Cooperação Internacional e Capacitação Local no Combate à Doença

Para fortalecer a resposta global à dengue, a Coalizão aposta em parcerias estratégicas. Um exemplo citado pelo ministro Padilha é a colaboração internacional em torno da vacina Butantan DV, desenvolvida pelo Instituto Butantan. Um acordo estabelecido no final do ano passado com a empresa chinesa WuXi prevê um significativo aumento na capacidade de fornecimento do imunizante, com a meta de entregar aproximadamente 30 milhões de doses no segundo semestre de 2026. A Fundação Oswaldo Cruz (Fiocruz), por sua vez, assumirá o secretariado executivo da Coalizão, alavancando sua vasta experiência em cooperação estruturante com países da África e América Latina para formar competências locais em pesquisa, tecnologia e produção industrial, visando um mundo com maior acesso a vacinas e medicamentos e menos mortes.

Autonomia e Segurança: A Produção Nacional de Tacrolimo

No âmbito do fortalecimento da soberania em saúde, o Ministério da Saúde anunciou o início da produção 100% nacional do Tacrolimo. Este medicamento imunossupressor é crucial para pacientes transplantados, pois atua na redução da resposta imunológica, prevenindo a rejeição de órgãos. A transferência tecnológica integral para esta produção foi concretizada através de uma parceria estratégica com a Índia. A iniciativa é de grande relevância para o Sistema Único de Saúde (SUS), que atende cerca de 120 mil brasileiros com este medicamento de uso contínuo, cujo custo mensal pode variar entre R$ 1,5 mil e R$ 2 mil. A produção local garante a segurança do tratamento para os pacientes, eliminando a vulnerabilidade a interrupções de fornecimento causadas por conflitos, pandemias ou outras disrupções globais.

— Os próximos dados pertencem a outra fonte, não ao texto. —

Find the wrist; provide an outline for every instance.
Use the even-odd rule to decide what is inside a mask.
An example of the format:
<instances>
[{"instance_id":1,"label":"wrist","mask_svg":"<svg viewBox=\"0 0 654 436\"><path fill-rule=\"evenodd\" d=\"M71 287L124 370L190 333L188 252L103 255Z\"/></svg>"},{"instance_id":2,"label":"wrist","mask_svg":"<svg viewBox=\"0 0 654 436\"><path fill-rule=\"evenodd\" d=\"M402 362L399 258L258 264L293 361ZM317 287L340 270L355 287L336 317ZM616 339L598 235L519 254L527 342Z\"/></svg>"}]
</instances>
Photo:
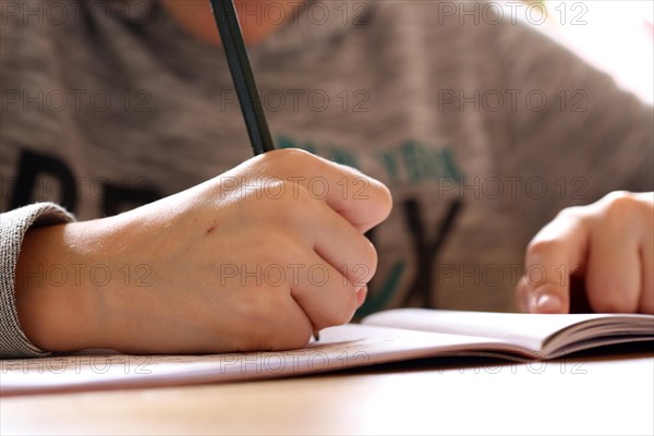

Investimento Estratégico em Vacinas de RNA Mensageiro

Com um olhar voltado para o futuro da biotecnologia em saúde, o ministro Padilha também informou sobre a instalação de um novo centro de competência para a produção de vacinas de RNA mensageiro (mRNA) na Universidade Federal de Minas Gerais (UFMG). Essa tecnologia inovadora utiliza apenas o código genético do patógeno para induzir o corpo a produzir anticorpos, diferentemente das vacinas tradicionais que empregam o patógeno enfraquecido ou inativado. O Brasil já conta com duas plataformas de desenvolvimento de mRNA na Fiocruz e no Instituto Butantan, que já receberam cerca de R$ 150 milhões em investimentos federais. O novo centro da UFMG representará um aporte adicional de R$ 65 milhões, solidificando a capacidade nacional em uma área estratégica. Com três instituições públicas dedicadas à pesquisa e produção de vacinas de mRNA, o país não só expandirá sua capacidade de desenvolver tecnologias para diversas doenças, mas também se posicionará de forma robusta para responder rapidamente a emergências sanitárias futuras, como novas pandemias ou o surgimento de vírus inéditos.

As ações anunciadas pelo Ministério da Saúde, no contexto da Coalizão Global do G20, reafirmam o papel do Brasil como um protagonista na construção de um sistema de saúde mundial mais equitativo e resiliente. Ao priorizar o combate a doenças endêmicas, investir em soberania tecnológica e apostar na inovação para o futuro, o país demonstra um compromisso multifacetado com a saúde de sua população e com a cooperação internacional para enfrentar os grandes desafios da nossa era.